Main Content

Lesson 02: The Continuous Reinventing of the Machinery of Government

The Administrative State

The Constitution was developed at a time when developing a system of administration and providing goods and services to the public through public action was less of an issue than it became in later periods. Thus, the Constitution is largely silent on issues of administrative organization and process, other than specifying that Congress has the power to create (and by implication, remove) administrative bodies by regular legislation (no constitutional amendments required) subject to approval or veto by the president in that person's role as chief executive. 


Franklin Roosevelt

The result was a small and limited federal executive branch until the rise of PA in the period between the 1880s and the presidency of Franklin D. Roosevelt (1933–1945). It wasn't until the Roosevelt presidency that the United States created what scholars such as Richard Stillman call the "administrative state." This term implies a political/administrative system characterized by large public bureaucracies providing a range of public programs, some regulating private behavior and others providing direct services, such as unemployment insurance, road construction and maintenance, and so on. The administrative state in the United States was slow in coming compared to most other modern nations. As Stillman points out, most European nations went in the opposite direction in reconciling democracy and administration:  Their administrative states were established as monarchical systems that were later democratized, whereas the United States started as a virtually "stateless" system with minimal administrative capacity that gradually reconciled democracy with a large state apparatus. 
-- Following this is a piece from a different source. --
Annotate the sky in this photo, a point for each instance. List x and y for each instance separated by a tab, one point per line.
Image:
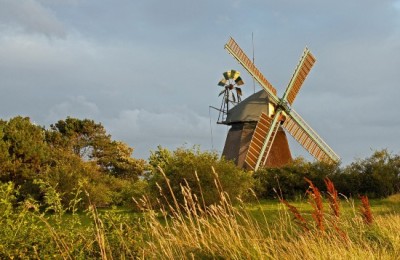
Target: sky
148	69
When we speak of the administrative state, we mean the following:

  • A great deal of society's problems are assigned to public bureaucracies, and many of society's resources flow through public bureaucracies.
  • Much of the political dynamics in the system revolve around the control and direction of public policies administered by public bureaucracies.
  • An elaborate system of rules, laws, and delegated powers is needed to coordinate the various elements of the state and ensure it's controlled by political elites in the three constitutional branches of government.